Liz, I wish you and your crew a good luck. I hope nobody gets hurt, that's the
most important thing. And you are right about the surviving outage thing.
However, surviving the hurricane takes precedence over the survival of the
business. Irma is a monster.
Regards
On Thu, 7 Sep 2017 14:18:16 +0000
"Reen, Elizabeth " <dmarc-noreply@xxxxxxxxxxxxx> (Redacted sender
"elizabeth.reen" for DMARC) wrote:
We have a datacenter in the Bahamas. The network links are not
fast enough for Dataguard, the DR site is in Asia. This is a business
decision (which I hope they rethink after this). We do a dump and load for
recovery there. They have to come down today so we can make sure we have a
good backup. I remember from the first World Trade Center bombing, that the
network was the last thing we got back. Check your DR networks.
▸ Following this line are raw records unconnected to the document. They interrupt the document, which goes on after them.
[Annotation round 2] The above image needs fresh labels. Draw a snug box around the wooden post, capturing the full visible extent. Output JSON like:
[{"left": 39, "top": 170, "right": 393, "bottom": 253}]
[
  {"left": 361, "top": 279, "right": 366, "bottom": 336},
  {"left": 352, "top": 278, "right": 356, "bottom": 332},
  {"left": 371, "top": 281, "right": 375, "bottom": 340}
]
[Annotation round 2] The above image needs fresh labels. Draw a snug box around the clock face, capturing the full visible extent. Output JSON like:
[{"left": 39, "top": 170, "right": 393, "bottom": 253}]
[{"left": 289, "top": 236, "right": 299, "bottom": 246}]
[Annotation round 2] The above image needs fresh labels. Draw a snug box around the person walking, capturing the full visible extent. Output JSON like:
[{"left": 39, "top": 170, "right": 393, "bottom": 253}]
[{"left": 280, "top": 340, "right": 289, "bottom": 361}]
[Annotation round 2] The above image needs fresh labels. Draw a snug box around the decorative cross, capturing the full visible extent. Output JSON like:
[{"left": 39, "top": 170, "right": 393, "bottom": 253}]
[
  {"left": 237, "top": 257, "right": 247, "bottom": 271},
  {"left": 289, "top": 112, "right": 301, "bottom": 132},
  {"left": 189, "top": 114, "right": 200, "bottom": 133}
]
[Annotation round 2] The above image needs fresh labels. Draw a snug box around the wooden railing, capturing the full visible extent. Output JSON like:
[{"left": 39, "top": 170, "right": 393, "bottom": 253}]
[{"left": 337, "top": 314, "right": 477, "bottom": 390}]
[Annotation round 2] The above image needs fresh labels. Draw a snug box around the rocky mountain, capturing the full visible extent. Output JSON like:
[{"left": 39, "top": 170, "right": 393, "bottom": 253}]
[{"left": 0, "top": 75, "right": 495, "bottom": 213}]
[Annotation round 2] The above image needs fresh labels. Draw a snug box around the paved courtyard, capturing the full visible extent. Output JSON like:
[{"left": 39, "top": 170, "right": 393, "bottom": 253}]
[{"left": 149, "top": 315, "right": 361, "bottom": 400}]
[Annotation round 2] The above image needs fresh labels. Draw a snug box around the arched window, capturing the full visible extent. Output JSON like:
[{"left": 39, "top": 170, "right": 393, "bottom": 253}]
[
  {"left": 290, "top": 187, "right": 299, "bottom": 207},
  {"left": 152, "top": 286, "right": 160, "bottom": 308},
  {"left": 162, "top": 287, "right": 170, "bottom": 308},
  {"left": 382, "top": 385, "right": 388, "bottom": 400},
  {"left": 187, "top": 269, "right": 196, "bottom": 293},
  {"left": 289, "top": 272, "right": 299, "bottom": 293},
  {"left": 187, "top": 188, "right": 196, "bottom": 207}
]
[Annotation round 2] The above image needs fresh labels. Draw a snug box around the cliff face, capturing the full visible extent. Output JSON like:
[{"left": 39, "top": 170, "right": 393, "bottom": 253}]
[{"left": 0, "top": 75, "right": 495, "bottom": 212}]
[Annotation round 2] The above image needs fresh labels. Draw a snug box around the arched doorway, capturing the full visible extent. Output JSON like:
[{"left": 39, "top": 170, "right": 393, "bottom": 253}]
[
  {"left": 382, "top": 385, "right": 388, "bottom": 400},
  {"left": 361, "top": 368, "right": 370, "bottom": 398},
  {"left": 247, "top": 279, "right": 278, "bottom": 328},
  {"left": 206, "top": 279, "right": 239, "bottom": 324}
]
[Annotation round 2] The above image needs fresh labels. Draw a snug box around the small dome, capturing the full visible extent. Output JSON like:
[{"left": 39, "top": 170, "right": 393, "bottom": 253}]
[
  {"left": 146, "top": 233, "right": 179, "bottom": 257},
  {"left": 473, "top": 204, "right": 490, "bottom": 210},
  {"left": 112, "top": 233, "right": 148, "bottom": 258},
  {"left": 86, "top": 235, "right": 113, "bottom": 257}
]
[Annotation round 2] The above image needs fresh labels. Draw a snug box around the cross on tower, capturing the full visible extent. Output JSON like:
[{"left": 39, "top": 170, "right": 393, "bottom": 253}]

The odds of
a business surviving a 5 day outage are not good.
Liz
Elizabeth Reen
CPB Database Group Manager
From: oracle-l-bounce@xxxxxxxxxxxxx [mailto:oracle-l-bounce@xxxxxxxxxxxxx] On ;
Behalf Of Gus Spier
Sent: Saturday, September 02, 2017 8:46 AM
To: oracle-l
Subject: Disaster Recovery and Hurricane Harvey
Outside all of the loss, pain, and general Schrecklichkeit associated with
Hurricane Harvey, is anybody else interested in gathering real life Disaster
Recovery scenarios from this event?
The thought is to solicit real-life DR stories, redact sensitive data
(identities, businesses, etc), and compare and contrast them to highlight
what worked, what didn't, how outside issues or personal stresses complicated
the recovery.
Other topics of interest:
* How distant was the Disaster Recovery site?
* Did anybody effectively exercise DR procedures?
If there is interest and participation, I would envision some kind of freely
distributed "lessons-learned" document.